1. Buka konten
  2. Buka menu utama
  3. Buka situs DW lainnya
KonflikTimur Tengah

PBB, AS, Rusia dan UE Rapat Virtual Bahas Israel-Palestina

24 Maret 2021

Setelah tahun-tahun sepi penyelesaian konflik, PBB, AS, Rusia dan Uni Eropa kembali membahas solusi dua negara bagi Israel dan Palestina. Pemerintahan AS di bawah Joe Biden diharapkan dapat membawa perdamaian lebih luas.

https://p.dw.com/p/3r1kf
Foto: Petugas keamanan Hamas Palestina berjalan di bawah bendera Palestina yang besar selama unjuk rasa peringatan Al-Nakba.
Foto: Petugas keamanan Hamas Palestina berjalan di bawah bendera Palestina yang besar selama unjuk rasa peringatan Al-Nakba. Foto: picture-alliance/dpa/M. Saber

Perserikatan Bangsa-Bangsa (PBB), Amerika Serikat (AS), Rusia dan Uni Eropa (UE) kembali membahas upaya penyelesaian konflik puluhan tahun antara Israel dan Palestina. Pertemuan dilakukan secara virtual pada Selasa (23/03) untuk merundingkan ‘’solusi dua negara’’.

Empat mediator yang dikenal sebagai Kuartet, mengatakan bahwa utusan mereka membahas kembali ‘’negosiasi yang mengarah pada solusi dua negara, termasuk langkah-langkah nyata untuk memajukan kebebasan, keamanan dan kemakmuran bagi Palestina dan Israel’’.

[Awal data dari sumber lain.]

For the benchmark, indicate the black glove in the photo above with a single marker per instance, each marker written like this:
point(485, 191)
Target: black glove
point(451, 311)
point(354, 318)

Hingga kini belum ada pembicaraan damai yang substantif antara Israel dan Palestina sejak 2014, dan kedua belah pihak sangat terpecah belah terkait isu-isu inti dari konflik tersebut.

Harapan penyelesaian konflik di bawah pemerintahan Biden

Akhir Januari lalu, Sekretaris Jenderal PBB Antonio Guterres mengatakan ada harapan terkait penyelesaian konflik Israel-Palestina, setelah bertahun-tahun sepi tindakan. Guterres mengatakan PBB akan mengeksplorasi semua inisiatif untuk memfasilitasi "proses perdamaian yang sesungguhnya" berdasarkan solusi dua negara.

Sambil mengacu pada kondisi di bawah pemerintahan bekas Presiden AS Donald Trump, Guterres mengatakan, ‘’Kami benar-benar terkunci dalam situasi tanpa ada kemajuan yang terlihat‘‘.

Saat berkuasa, Trump memberikan dukungan yang belum pernah terjadi sebelumnya kepada Israel. Di antaranya dengan mengakui Yerusalem sebagai ibu kota Israel, memindahkan Kedutaan Besar AS dari Tel Aviv, memangkas bantuan keuangan untuk Palestina dan mendukung tindakan Israel membuat permukiman di tanah yang diklaim oleh Palestina.

Segera setelah Presiden AS Joe Biden dilantik pada 20 Januari, pemerintahannya mengumumkan akan memulihkan hubungan dengan Palestina dan memperbarui bantuan untuk pengungsi Palestina, membalikkan kebijakan pemutusan hubungan kerja era Trump dan mendukung solusi dua negara.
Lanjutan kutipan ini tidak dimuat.